In this article, we have studied the convergence behavior of the Dirichlet-Neumann and Neumann- Neumann waveform relaxation algorithms for time-fractional sub-diffusion and diffusion-wave equations in 1D & 2D for regular domains, where the dimensionless diffusion coefficient takes different constant values in different subdomains. We first observe that different diffusion coefficients lead to different relaxation parameters for optimal convergence.
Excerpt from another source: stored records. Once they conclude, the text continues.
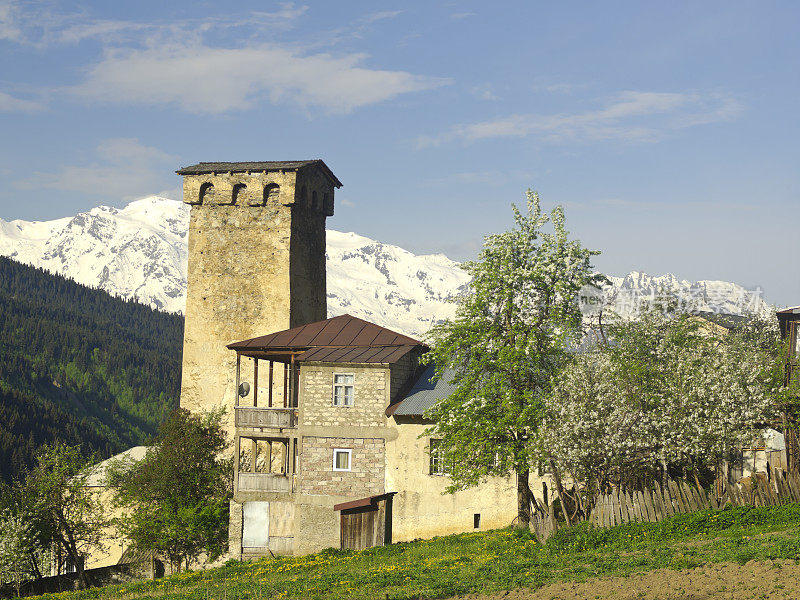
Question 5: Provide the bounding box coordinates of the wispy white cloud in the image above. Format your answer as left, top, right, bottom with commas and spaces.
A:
418, 91, 744, 147
362, 10, 403, 23
0, 92, 45, 112
0, 0, 308, 47
0, 0, 449, 114
69, 44, 449, 114
469, 83, 500, 100
0, 0, 22, 42
15, 138, 176, 199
Using these optimal relaxation parameters, our analysis estimates the slow superlinear convergence of the algorithms when the fractional order of the time derivative is close to zero, almost finite step convergence when the order is close to two, and in between, the superlinear convergence becomes faster as fractional order increases. So, we have successfully caught the transition of convergence rate with the change of fractional order of the time derivative in estimates and verified them with numerical experiments.

翻译：在本篇文章中,我们研究了Drichlet-Neumann和Neumann-Neumann的波形放松算法在1D和2D中用于常规域的时间折射子扩散和扩散波方程式的趋同行为,在1D和2D中,无维扩散系数在不同子域中采用不同的恒定值。我们首先观察到,不同的扩散系数导致不同的放松参数,以便实现最佳趋同。我们的分析用这些最佳放松参数估计,当时间衍生物的分序接近于零时,这些算法的慢超线趋同速度,当时间衍生物的分序接近于2时,而超线性趋同速度随着分序的增加而加快。因此,我们成功地赶上了时间衍生物分序变化的趋同速度的转变,并用数字实验加以验证。